Chelsey 's Story
On September 17,1997 our daughter, Chelsey Nicole Baker was born. She weighed 6lbs.9oz.,19 1/2 inches long. The perfect little girl. We thought we had a healthy beautiful daughter.
She was sleeping all night by the time she was 6 weeks old. By 6 months old she was sitting up unassisted and by 8 months she was crawling everywhere. Everything about her seemed normal. Her 1st birthday came and she was not walking , everybody said "DON'T WORRY". She was pulling up but by the time she was 15 months old .
I was trying to convince my doctor that she seemed to be doing less pulling up. He noted low muscle tone, but told me again "DON'T WORRY" ,bring her back when she 18 months old.
For the next month I watch her do even less pulling up. She had just about stopped all together but she was still crawling. I decided I was not waiting till 18 months, so I made an appt. We went and I finally convinced him to do something. He made us an appt. with a neurologist at LeBonheur in Memphis ,Tn.
Our first appt. was in Jan.99. He checked her over good and also noted low muscle tone in lower body but good upper. He sent us home and wanted to see us in 3 months. I had to go to Hong Kong in April 99 because my father had triple by-pass. When I got home I was hoping she would be walking but no such luck. I had her evaluated in a program called Tennessee Early Intervention System (TEIS), everyone was telling me she needed physical therapy. They evaluated her and noticed a fine tremor in her hands. They recommended physical therapy for her.
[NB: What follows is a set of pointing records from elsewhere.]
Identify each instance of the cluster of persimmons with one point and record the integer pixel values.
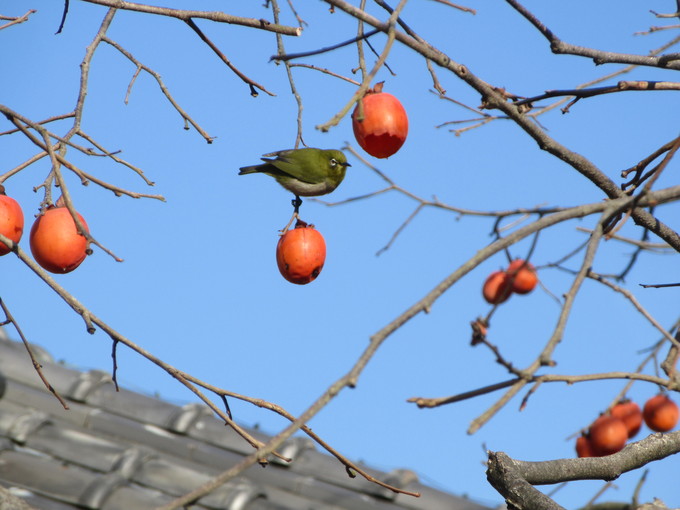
(519, 278)
(55, 242)
(380, 126)
(609, 433)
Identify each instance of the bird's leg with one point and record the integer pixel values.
(297, 202)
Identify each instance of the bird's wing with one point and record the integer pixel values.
(307, 170)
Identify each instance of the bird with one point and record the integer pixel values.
(307, 172)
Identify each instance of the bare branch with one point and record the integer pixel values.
(186, 15)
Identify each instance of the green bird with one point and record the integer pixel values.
(304, 172)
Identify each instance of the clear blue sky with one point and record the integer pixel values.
(199, 286)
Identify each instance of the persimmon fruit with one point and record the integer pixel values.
(523, 276)
(380, 123)
(608, 434)
(630, 414)
(497, 288)
(301, 254)
(660, 413)
(11, 220)
(55, 242)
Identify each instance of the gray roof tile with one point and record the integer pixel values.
(126, 451)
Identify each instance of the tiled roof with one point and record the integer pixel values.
(125, 450)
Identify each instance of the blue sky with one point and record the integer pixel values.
(200, 289)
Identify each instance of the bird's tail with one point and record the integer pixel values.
(249, 169)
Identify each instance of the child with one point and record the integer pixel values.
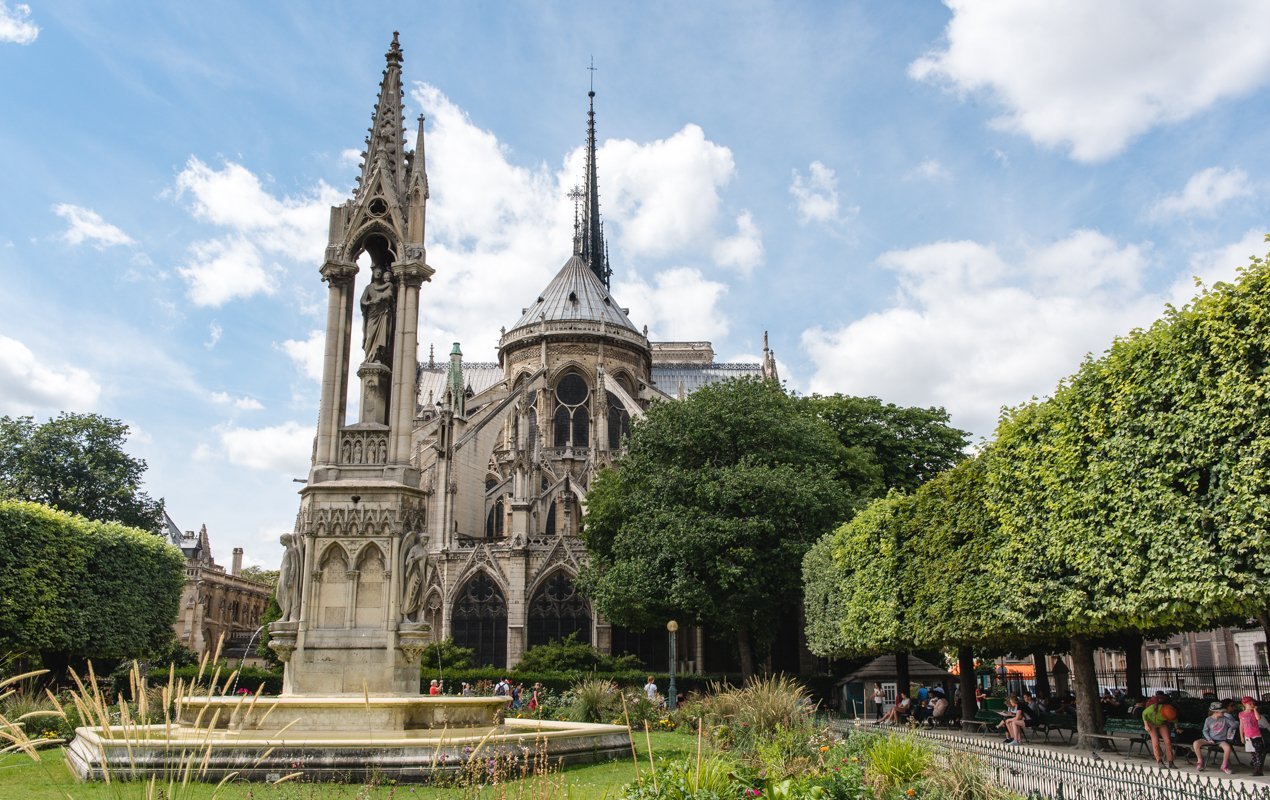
(1250, 725)
(1219, 729)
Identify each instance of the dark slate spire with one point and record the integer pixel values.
(593, 250)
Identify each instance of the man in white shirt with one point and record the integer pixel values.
(650, 690)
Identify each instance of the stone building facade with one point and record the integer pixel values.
(451, 508)
(215, 602)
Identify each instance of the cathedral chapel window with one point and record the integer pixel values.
(572, 422)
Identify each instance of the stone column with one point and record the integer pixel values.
(405, 360)
(334, 375)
We finally got back to see the neurologist (the first one we seen wasn't there anymore) and again he checked her over good. Low muscle tone noted again and I mentioned the fine tremors in her hands. Still knew nothing almost 19 months old. He casually said he wanted to run a blood test just to come back and have the blood drawn within the next 6 weeks. I left thinking this was no big deal because he told us nothing. It finally drove me crazy (within a matter of 3 days) I called back to find out the name of the test, SPINAL MUSCULAR ATROPHY.
I didn't have a computer at the time so I had Chelsey's babysitter look it up and I took it home and read it. I won't ever forget that night I just knew that this was what she had. Everybody told me to quit thinking about it. I took her back to Memphis that week and had the blood drawn. They told me it would take about 2 weeks. That was the longest 2 weeks of my life.
The call came on a Thursday July 22,1999 and they told me the results were in to be there Tuesday July 27,1999. I knew then and the next 5 days were the worst in my life. Tuesday came, we went to our appt. Finally the doctor came in, he told us she has SPINAL MUSCULAR ATROPHY TYPE 2. I was just in shock. My mom had to ask everything.
All he told us was: 1 in 4 chances in every birth, life expectancy late teens early 20 and a deteriorating disease. Then he sent us home and told us he would see us in 3 months at the Muscular Dystrophy Association clinic in Memphis.
The first day back was the worst. Everybody was calling. I could not deal so I took the phone off the hook. We decided to go buy a computer so we did and when we got home I found out one of my best friends was at the hospital having a baby. I went even though I didn't want to. That was the last place I wanted to be. When I got home my husband had us all hooked up and ready to go and I did. I find Families of Spinal Muscular Atrophy and that was the best thing in the world. I found other people who were dealing with this.
She started her physical therapy the next day. At the center where she goes they had only had one case. They showed us a lot we could do at home with her. It was a real scary feeling to know that no-one around us knew what Spinal Muscular Atrophy was.
It has been a long and very hard journey. Chelsey is now 2 1/2 and is still losing ability. She won't crawl much anymore, and when she does she drags her whole body. She likes to stand on her knees (she has some rough looking knees). We now go to physical therapy 3 times a week and she is going to preschool also. She is a very bright little girl, she has known her abc's since she was 2 and now knows her shapes, colors and counts to 10 and she is very hard worker. She tries so hard, she is always telling me I want to walk and she does try. But it is just too hard.
It is so hard to sit back and watch your child deteriorate. I have moments just out of the blue where I just cry. I am trying so hard to stay strong for her. No One can tell us what lies ahead for us. All I know is to take each day one at a time and enjoy it to the fullest. I never thought that something like this could happen to me but it did and we are not giving up. The biggest headache so for has been insurance.
Our lives have changed so much because of this. I now want to try to spread the word about SPINAL MUSCULAR ATROPHY. Doctors are not informed (so how can they help us) It's scary to take your child to a doctor and you feel like you know more than they do. Its just not right. There are children dying from this. If I can reach a few by this website then maybe they will pass it on. Hopefully together we can help find a cure for this.
So please pass this on and help us fight for our children's lives. They truly are special angels .
I will keep you updated on Chelsey.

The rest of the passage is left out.